Tragedię wojny i okupacji przeżył Staff głęboko. Jego ból, miarę gniewu wobec okrucieństwa hitlerowskich siepaczy wyrażają wiersze z tych lat zebrane potem w powojennych tomach "Martwa pogoda", "Nad ziemią noc", "Wiosna klęski", "Tak, Bóg opuścił ziemię", "Głazy leżące", "Zniszczenie pomnika Chopina w Warszawie". To dramatyczny zapis przeżyć poety. Staff nie poddawał się rozpaczy, lecz wierzył w naród i jego trwanie mimo klęski. Jego wiersz "Pierwsza przechadzka", potajemnie deklamowany w tysiącach polskich domów, budził nadzieję swym spokojnym, niezłomnym optymizmem, pomagał żyć i walczyć z wrogiem. "Pierwsza przechadzka" poświęcona była żonie poety, ale charakter wiersza jest ogólnoludzki: "Widzisz - żyjemy, choć śmierć była blisko...".
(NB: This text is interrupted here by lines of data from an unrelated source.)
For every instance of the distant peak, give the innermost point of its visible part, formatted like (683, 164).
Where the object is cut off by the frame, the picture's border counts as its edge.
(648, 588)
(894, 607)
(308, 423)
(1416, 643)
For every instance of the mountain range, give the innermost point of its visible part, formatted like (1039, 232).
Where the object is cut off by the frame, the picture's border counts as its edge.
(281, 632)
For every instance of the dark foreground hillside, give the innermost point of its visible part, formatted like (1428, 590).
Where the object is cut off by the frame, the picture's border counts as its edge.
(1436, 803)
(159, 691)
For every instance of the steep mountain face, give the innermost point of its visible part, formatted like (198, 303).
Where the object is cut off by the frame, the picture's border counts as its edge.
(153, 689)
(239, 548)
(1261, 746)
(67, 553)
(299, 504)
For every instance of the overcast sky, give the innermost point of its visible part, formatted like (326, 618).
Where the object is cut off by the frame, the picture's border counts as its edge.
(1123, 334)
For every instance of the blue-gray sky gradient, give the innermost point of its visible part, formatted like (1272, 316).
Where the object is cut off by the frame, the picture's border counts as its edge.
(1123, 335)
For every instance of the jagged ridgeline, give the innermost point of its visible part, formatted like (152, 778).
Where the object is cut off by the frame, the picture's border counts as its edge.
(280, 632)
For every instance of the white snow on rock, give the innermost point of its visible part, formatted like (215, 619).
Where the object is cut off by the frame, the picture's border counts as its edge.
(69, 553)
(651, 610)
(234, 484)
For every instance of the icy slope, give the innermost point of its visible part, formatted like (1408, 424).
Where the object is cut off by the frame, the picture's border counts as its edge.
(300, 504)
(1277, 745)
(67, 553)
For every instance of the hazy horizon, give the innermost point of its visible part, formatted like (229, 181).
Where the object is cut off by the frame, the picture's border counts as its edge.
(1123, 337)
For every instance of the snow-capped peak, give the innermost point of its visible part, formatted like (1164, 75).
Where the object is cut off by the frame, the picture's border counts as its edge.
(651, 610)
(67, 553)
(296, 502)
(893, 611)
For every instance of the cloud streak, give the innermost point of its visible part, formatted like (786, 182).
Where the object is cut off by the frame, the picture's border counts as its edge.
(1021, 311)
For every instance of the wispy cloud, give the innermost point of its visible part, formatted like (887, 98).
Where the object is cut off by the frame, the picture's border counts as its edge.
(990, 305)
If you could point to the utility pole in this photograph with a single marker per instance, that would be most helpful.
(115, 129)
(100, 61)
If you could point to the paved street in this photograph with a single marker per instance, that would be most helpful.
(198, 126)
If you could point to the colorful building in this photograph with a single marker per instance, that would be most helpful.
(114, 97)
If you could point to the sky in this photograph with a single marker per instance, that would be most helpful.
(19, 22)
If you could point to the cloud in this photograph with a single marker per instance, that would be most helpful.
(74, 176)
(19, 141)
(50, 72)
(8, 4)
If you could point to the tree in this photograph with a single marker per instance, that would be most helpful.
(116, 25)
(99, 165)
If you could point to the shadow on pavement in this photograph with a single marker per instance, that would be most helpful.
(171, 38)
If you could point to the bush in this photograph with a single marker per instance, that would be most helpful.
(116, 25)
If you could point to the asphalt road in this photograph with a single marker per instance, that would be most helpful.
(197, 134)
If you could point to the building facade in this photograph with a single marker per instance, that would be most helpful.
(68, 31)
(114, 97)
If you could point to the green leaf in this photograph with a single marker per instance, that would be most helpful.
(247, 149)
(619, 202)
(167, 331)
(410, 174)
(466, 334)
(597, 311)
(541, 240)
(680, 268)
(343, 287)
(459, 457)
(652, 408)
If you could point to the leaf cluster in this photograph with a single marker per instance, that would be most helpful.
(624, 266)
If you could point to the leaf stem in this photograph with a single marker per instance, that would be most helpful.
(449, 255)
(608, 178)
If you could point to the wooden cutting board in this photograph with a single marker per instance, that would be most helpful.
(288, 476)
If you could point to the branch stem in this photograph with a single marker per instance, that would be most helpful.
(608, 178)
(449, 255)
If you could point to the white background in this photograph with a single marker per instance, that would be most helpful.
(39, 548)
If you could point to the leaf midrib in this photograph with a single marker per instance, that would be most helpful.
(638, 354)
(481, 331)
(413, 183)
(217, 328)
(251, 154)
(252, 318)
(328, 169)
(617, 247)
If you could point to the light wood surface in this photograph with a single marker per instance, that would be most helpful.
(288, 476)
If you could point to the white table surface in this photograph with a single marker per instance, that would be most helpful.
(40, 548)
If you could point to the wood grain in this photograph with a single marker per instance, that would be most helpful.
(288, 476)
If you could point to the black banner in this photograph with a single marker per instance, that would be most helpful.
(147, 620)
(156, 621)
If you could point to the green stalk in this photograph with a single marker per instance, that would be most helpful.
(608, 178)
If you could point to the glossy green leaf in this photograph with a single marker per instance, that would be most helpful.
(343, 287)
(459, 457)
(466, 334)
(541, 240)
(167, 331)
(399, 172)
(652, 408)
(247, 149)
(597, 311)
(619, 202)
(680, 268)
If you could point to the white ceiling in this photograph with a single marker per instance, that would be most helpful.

Po wyzwoleniu sędziwy poeta przeżywa nowy przypływ energii twórczej. Jego wiersze są wciąż inne wciąż świeże jak za młodzieńczych lat, tylko dojrzalsze, wzbogacone gorzką wiedzą trudnych doświadczeń i cierpień. Następnym owocem pracy Staffa są zbiory wierszy; "Wiklina", "Dziewięć muz" (wydanych już po śmierci poety), oraz przekłady łacińskich "Elegii" i "Fraszek" - ("Foricoenia") Jana Kochanowskiego.

I teraz również poeta dotrzymał kroku współczesnej sobie epoce. Jego powojenne wiersze zdumiewały głębią myśli, spokojem mędrca witającego starość, śmierć, przemijanie. Bez patosu, rzeczowo, z żartobliwym humorem żegna się poeta ze światem wielbiąc spokój, trud i ludzka przyjaźń, do końca sławiąc życie i wierząc, że "imię jutra będzie śpiewem", "radość życia przyjdzie z winogron słodyczą...". W ówczesnych jego utworach widać humanistyczno - chrześcijańską postawę wobec świata i ludzi.

Ostatnie poezje Staffa, pisane w późnej starości, są rzadkim, cennym darem dojrzałego talentu i prawdziwej mądrości, dla której nic, co ludzkie, nie było obce .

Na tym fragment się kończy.